Analyses of each candidate predictor were conducted by comparing maternal profiles across families with contrasting patterns of intergenerational transmission of autism (e.g., simplex versus multiplex families). Descriptive statistics were calculated using SPSS. Student’s t tests, chi-square tests, and calculations of z-scores were used where appropriate to examine group differences, differences in group proportions, or differences in correlations. Effect sizes were estimated using Cohen’s d. Pearson’s correlation coefficients were used to evaluate bivariate associations. Coefficients of determination (R2) were used to estimate shared variance. In cases where prevalence rates in our samples were compared with general population prevalence, recently published statistics were used [17]. To standardize raw SRS-2 scores compiled from studies in which ratings were done using different forms (i.e., parental-, spousal-, or self-report), raw scores were converted to T-scores using the SRS-2 manual guidelines.

Results

Maternal Quantitative Autistic Traits (QATs) in simplex versus multiplex families (Analysis 1a)

We first explored the difference in phenotypic characteristics of women with a single child with ASD versus women with multiple ASD-affected children. We compared the QAT scores of mothers in simplex families from the Simons Simplex Collection (SSC; n=2839) and existing WU family studies (n=190) to multiplex families from the Autism Genetic Resource Exchange (AGRE; n=52) and existing WU family studies (n=55). Distributions of maternal SRS-2 T-scores were largely overlapping between the two groups, with mean scores for mothers from simplex families, 46.17 (SD = 7.29) only slightly lower than those from multiplex families, 47.14 (SD = 7.48). This difference was numerically in the expected direction but did not reach statistical significance (Table 2, Analysis 1a). We additionally tested whether the groups differed with respect to the proportion of mothers above and below an SRS-2 T-score cutoff of 45 for mild trait levels, and there was no significant difference between simplex and multiplex mothers (x2(1) = 0.36, p = .54).

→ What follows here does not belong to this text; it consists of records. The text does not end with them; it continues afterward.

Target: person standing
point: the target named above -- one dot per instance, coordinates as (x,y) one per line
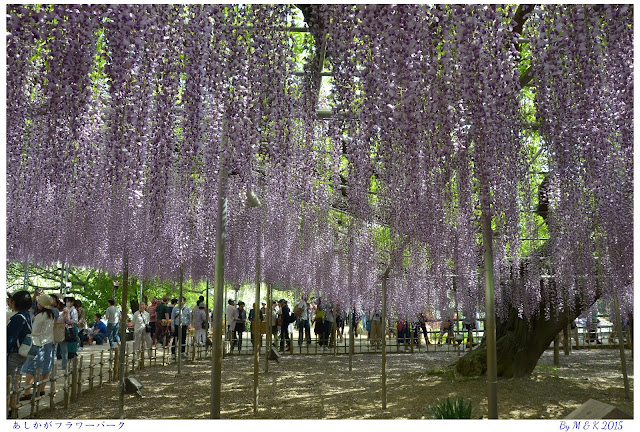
(200,324)
(320,322)
(162,320)
(285,317)
(422,322)
(255,326)
(99,332)
(70,315)
(18,327)
(82,321)
(231,311)
(301,310)
(274,321)
(238,322)
(376,328)
(140,335)
(42,336)
(175,324)
(329,327)
(152,318)
(113,315)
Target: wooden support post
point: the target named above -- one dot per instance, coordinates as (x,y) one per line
(623,360)
(179,341)
(80,373)
(91,367)
(101,366)
(490,324)
(65,386)
(268,318)
(216,357)
(123,334)
(255,326)
(384,339)
(74,380)
(351,341)
(35,392)
(52,386)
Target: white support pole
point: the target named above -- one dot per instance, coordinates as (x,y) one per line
(216,362)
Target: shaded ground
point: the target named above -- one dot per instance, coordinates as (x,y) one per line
(321,387)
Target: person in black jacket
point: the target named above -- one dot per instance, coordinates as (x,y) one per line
(18,327)
(285,314)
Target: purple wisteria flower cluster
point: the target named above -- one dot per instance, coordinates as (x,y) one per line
(120,118)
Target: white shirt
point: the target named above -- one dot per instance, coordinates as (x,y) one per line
(230,311)
(112,315)
(305,311)
(139,320)
(42,329)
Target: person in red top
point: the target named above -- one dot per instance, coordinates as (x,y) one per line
(152,318)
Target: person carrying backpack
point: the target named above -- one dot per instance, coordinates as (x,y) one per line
(18,328)
(285,314)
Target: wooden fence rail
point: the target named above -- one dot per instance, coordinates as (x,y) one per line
(88,372)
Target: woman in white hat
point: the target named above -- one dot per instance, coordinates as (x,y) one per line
(42,335)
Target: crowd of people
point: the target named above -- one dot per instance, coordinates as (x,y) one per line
(51,323)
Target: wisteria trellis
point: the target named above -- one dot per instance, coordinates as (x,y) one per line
(119,118)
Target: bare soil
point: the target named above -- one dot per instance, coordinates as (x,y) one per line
(321,387)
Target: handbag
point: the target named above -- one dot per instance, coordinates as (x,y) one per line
(70,335)
(27,348)
(58,332)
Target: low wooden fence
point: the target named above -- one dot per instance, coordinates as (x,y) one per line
(89,371)
(86,373)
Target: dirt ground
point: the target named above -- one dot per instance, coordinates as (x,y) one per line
(321,387)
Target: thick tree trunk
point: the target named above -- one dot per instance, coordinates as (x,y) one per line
(520,343)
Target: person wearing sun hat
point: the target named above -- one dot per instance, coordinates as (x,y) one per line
(42,335)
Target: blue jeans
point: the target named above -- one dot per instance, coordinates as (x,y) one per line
(65,354)
(112,333)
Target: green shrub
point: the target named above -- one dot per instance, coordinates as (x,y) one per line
(456,409)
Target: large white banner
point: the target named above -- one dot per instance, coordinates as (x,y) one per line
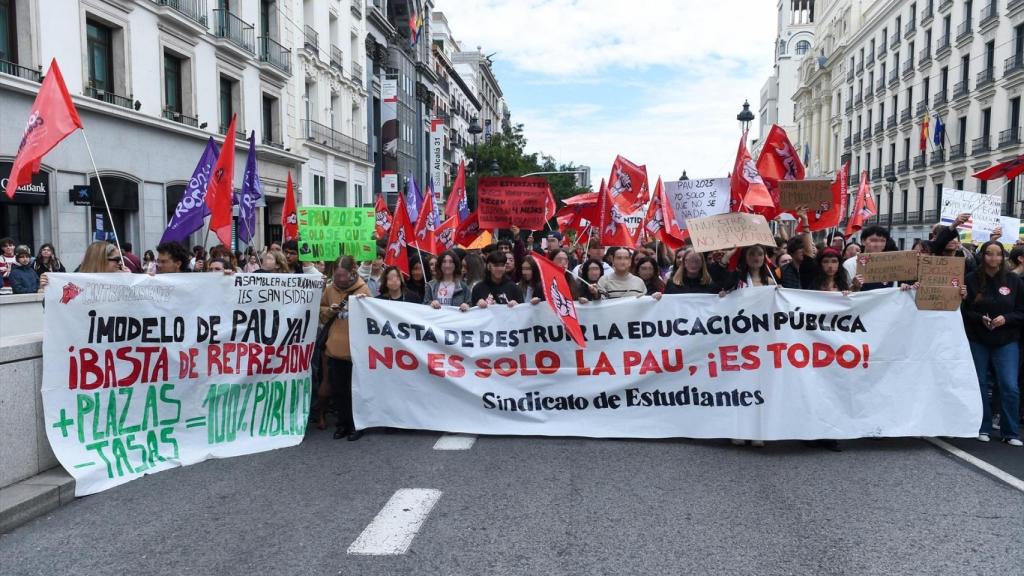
(144,373)
(759,364)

Table 2 Maternal QAT burden stratified by family transmission pattern

Maternal QATs in pedigrees consistent or not consistent with silent maternal transmission (Analysis 1b)

We next explored a more stringent manifestation of maternal carrier status for ASD risk to determine whether this was associated with differences in maternal QATs. In families from existing WUSTL studies (n=88) and the Second Generation Project (n=8), we compared SRS-2 T-scores between mothers of ASD-affected children with (n=23) versus without (n=73) a pedigree consistent with silent maternal transmission of ASD (Table 1). These pedigrees included mothers with a first-degree ASD-affected relative or two ASD-affected offspring who were maternal half-siblings. Mean SRS-2 scores were again numerically higher for the group suspected of silent maternal transmission but the difference did not reach statistical significance (Table 2, Analysis 1b).

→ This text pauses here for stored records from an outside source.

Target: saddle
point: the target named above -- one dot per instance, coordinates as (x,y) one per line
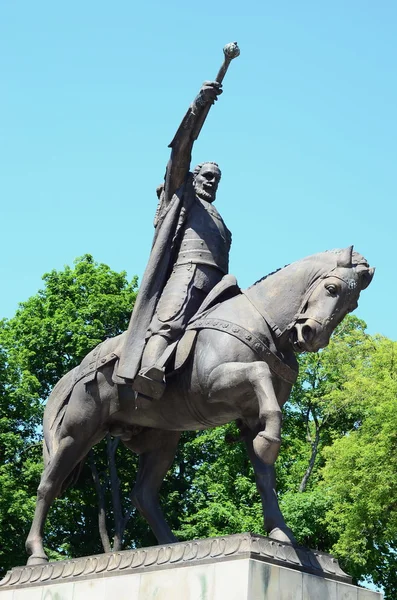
(109,351)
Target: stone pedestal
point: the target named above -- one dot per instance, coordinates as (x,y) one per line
(236,567)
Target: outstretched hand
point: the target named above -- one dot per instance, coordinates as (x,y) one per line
(209,92)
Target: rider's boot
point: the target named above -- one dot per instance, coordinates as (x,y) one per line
(150,380)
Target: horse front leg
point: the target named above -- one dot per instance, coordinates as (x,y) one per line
(265,477)
(239,379)
(157,452)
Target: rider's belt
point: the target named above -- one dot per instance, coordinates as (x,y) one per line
(204,252)
(251,340)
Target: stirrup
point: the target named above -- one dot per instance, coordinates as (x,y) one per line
(150,382)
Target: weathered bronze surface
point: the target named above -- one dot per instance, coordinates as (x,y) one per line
(236,359)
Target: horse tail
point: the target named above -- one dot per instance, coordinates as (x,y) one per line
(54,414)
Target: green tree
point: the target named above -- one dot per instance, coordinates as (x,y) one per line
(360,474)
(51,332)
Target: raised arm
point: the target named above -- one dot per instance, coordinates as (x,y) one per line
(182,144)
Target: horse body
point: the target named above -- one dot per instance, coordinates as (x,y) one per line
(224,380)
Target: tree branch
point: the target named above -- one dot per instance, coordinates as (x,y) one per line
(313,456)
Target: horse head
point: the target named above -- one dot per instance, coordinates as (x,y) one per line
(328,299)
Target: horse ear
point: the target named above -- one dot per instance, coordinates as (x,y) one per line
(345,257)
(366,277)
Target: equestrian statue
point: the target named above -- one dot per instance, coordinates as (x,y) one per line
(199,352)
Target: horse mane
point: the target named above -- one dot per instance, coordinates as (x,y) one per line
(358,260)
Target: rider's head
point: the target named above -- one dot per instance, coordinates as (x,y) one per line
(206,177)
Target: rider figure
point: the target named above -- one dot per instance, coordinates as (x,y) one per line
(197,243)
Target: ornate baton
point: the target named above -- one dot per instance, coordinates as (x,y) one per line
(230,51)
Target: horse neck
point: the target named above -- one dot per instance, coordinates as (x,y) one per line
(280,296)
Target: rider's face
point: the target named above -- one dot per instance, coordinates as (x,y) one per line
(206,182)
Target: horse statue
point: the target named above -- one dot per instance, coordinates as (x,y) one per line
(241,367)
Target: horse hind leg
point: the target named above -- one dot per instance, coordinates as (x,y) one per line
(80,431)
(157,452)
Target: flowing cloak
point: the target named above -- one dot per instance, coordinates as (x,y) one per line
(170,220)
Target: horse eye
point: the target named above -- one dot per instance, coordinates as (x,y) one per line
(332,290)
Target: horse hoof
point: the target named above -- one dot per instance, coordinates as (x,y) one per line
(37,560)
(283,535)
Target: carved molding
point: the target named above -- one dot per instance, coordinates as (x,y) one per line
(243,545)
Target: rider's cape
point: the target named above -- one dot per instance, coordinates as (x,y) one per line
(169,221)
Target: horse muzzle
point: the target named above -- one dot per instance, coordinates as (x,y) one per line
(309,335)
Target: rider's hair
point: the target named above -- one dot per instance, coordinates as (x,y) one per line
(198,168)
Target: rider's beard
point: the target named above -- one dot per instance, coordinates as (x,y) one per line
(204,195)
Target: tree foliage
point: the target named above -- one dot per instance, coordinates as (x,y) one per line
(50,333)
(336,471)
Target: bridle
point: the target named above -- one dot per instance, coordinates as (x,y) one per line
(301,314)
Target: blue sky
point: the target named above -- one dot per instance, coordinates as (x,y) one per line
(305,133)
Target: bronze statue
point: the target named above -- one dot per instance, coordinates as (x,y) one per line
(236,362)
(190,252)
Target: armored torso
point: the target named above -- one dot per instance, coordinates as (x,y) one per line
(205,238)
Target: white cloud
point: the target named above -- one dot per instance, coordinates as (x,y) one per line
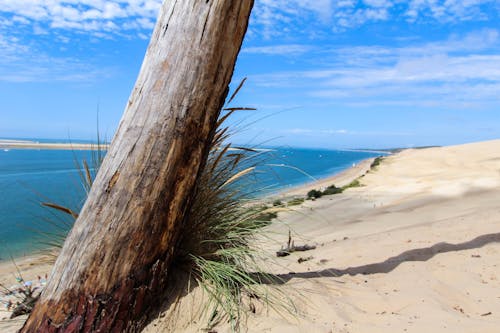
(111,17)
(278,17)
(286,49)
(462,71)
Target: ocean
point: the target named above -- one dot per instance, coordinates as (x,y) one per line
(30,177)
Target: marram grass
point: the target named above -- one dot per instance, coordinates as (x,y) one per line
(215,247)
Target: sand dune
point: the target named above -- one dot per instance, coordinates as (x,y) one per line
(417,249)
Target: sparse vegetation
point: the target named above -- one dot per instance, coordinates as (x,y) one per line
(277,203)
(376,162)
(214,249)
(332,189)
(314,194)
(295,202)
(354,183)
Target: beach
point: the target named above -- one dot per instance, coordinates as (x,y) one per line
(415,248)
(25,144)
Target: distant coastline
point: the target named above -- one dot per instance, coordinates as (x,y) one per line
(27,144)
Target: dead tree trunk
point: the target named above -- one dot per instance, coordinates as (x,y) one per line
(115,260)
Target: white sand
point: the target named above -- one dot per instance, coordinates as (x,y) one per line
(415,250)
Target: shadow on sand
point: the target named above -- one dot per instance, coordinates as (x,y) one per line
(386,266)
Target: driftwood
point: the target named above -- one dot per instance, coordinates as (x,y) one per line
(112,270)
(291,247)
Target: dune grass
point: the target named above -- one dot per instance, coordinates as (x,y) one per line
(215,248)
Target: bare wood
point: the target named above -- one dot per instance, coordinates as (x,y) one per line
(115,260)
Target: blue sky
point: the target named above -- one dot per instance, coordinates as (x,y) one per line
(322,73)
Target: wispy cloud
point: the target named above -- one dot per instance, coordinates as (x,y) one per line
(89,16)
(459,71)
(274,16)
(284,49)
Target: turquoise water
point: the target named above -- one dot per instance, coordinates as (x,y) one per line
(29,177)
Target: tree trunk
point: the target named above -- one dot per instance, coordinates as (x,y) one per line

Maternal QATs in simplex families with versus without a de novo variant in ASD-affected offspring (Analysis 2)

We next examined whether maternal QAT burden was lower among mothers of ASD-affected children whose conditions were associated with de novo mutations. In participants from the SSC (Table 1), for whom one third of ASD cases would be expected to be at least partly influenced by a de novo pathogenic variant [45], we compared SRS-2 scores in mothers of an affected child with or without a known ASD-associated de novo variant (Fig. 1), as defined in the methods [36,37,38]. We hypothesized that in families with sporadic cases of ASD, lower familial ASD liability, as indexed by parental QATs on the SRS-2, would be observed for cases in which the proband carried a known ASD-associated de novo variant. As predicted, mean SRS-2 scores were significantly lower for mothers whose child had an ASD-associated de novo variant (n=323) versus mothers of children without such variants (n=2528; t(428)=−3.04, p=.003). Despite this highly significant result, the between-group difference had a small effect size (Table 2, Analysis 2). A parallel analysis based on SRS-2 scores in fathers (n=324 with known offspring variant, n=2527 without de novo variants) and mean parental SRS-2 scores for cases in which scores of both parents were available (n=321 with known offspring variant, n= 2517 without de novo variants) revealed a comparable result (Fig. 1).

Fig. 1
figure 1

Mean parental QATs according to presence of ASD-associated pathogenic variants in offspring. QAT distributions for either mothers, fathers, or averaged parental SRS-2 scores have a slightly higher mean and wider range (encompassing higher scores) in families for which an ASD-affected child does not have known ASD-associated de novo variants, versus families in which the ASD-affected child has a known de novo variant. For parents of a child with known de novo variant, correlation of parental SRS-2 scores are as follows: r=0.26 (0.15, 0.36), p<.001; for parents of a child with unknown variants: r=0.31 (0.27, 0.34), p<.001)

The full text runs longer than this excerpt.